Deuxièmement, j'ai quand même dû constater au Conseil national qu'il n'était pas si évident que cela de trouver des majorités qui acceptent de mettre en place des automatismes. Ces automatismes reviennent au fond à déclencher des conséquences directes si le monde politique ne se met pas d'accord. J'ai été assez frappé - mais j'en ai pris connaissance - du résultat au Conseil national, qui a adopté la première étape, donc une action de type politique, mais pas la deuxième étape de type automatique. Nous verrons quelles seront vos décisions. Si vous décidez de confirmer votre première décision, les divergences seront maintenues et le débat se poursuivra.

Je ne crois pas non plus que ce système soit transposable à l'AVS et j'aimerais quand même vous le dire ici: la situation n'est pas identique. L'assurance-invalidité a une dette qui correspond à deux ans et demi de rentes. L'AVS n'est pas dans cette situation. On serait dans une situation comparable si nous avions actuellement dans l'AVS plus de 100 milliards de francs d'endettement. Heureusement, la situation n'est pas identique. Parce qu'il n'y a pas que la comparaison entre les systèmes d'assurance, il y a aussi les montants. 15 milliards de francs de dettes, c'est beaucoup; 100 milliards de francs, ce serait immense. Donc la comparaison ne peut pas se faire automatiquement. Ce que je veux dire par là, c'est que l'AVS n'est pas en phase de récupération d'une situation très difficile, contrairement à l'assurance-invalidité, raisons pour lesquelles il a aussi été prévu de mettre toutes les garanties possibles pour rembourser cette dette et régler le problème.

Un élément encore: le mécanisme d'intervention qui est prévu ici suit toute une série de révisions - il y a eu la 5e, la 6a, maintenant la 6b - et s'insère dans un ensemble de mesures de nature institutionnelle qui doivent permettre à l'avenir de maintenir et de développer l'assurance dans un cadre institutionnel clair. Ce n'est donc pas un élément qui apparaît de manière isolée ou prématurée, ce qui est évidemment relativement important. Madame Egerszegi-Obrist rappelait que des promesses avaient été faites. C'est fou toutes les promesses qui ont été faites! C'est d'ailleurs l'un des problèmes aussi des réformes par étapes: on promet des choses et après le peuple décide; ce n'est pas toujours si évident que cela de "lier" le peuple avec les promesses.

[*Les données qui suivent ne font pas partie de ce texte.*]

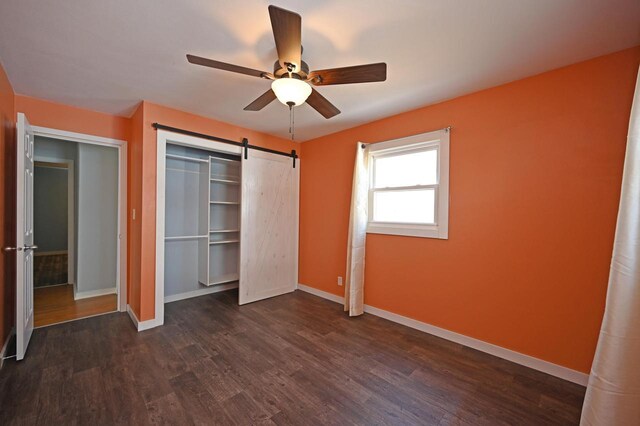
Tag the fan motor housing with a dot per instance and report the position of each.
(278, 71)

Des indications claires avaient été données pour dire que le financement additionnel permettrait de garantir que, sur le plan financier, l'assurance soit sur de bons rails pour l'avenir et qu'on puisse maîtriser cette situation très particulière avec une dette - je le répète - qui atteint un montant [PAGE 126] correspondant à presque trois ans de rentes. On a actuellement 6 milliards de francs de dépenses pour les rentes dans l'assurance-invalidité. Ces 15 milliards de francs de dette qui diminuent représentent presque trois fois cette somme, ce qui est très important.

Voilà ce que je souhaitais encore apporter dans ce débat, en vous invitant, au nom du Conseil fédéral, à soutenir la majorité de la commission.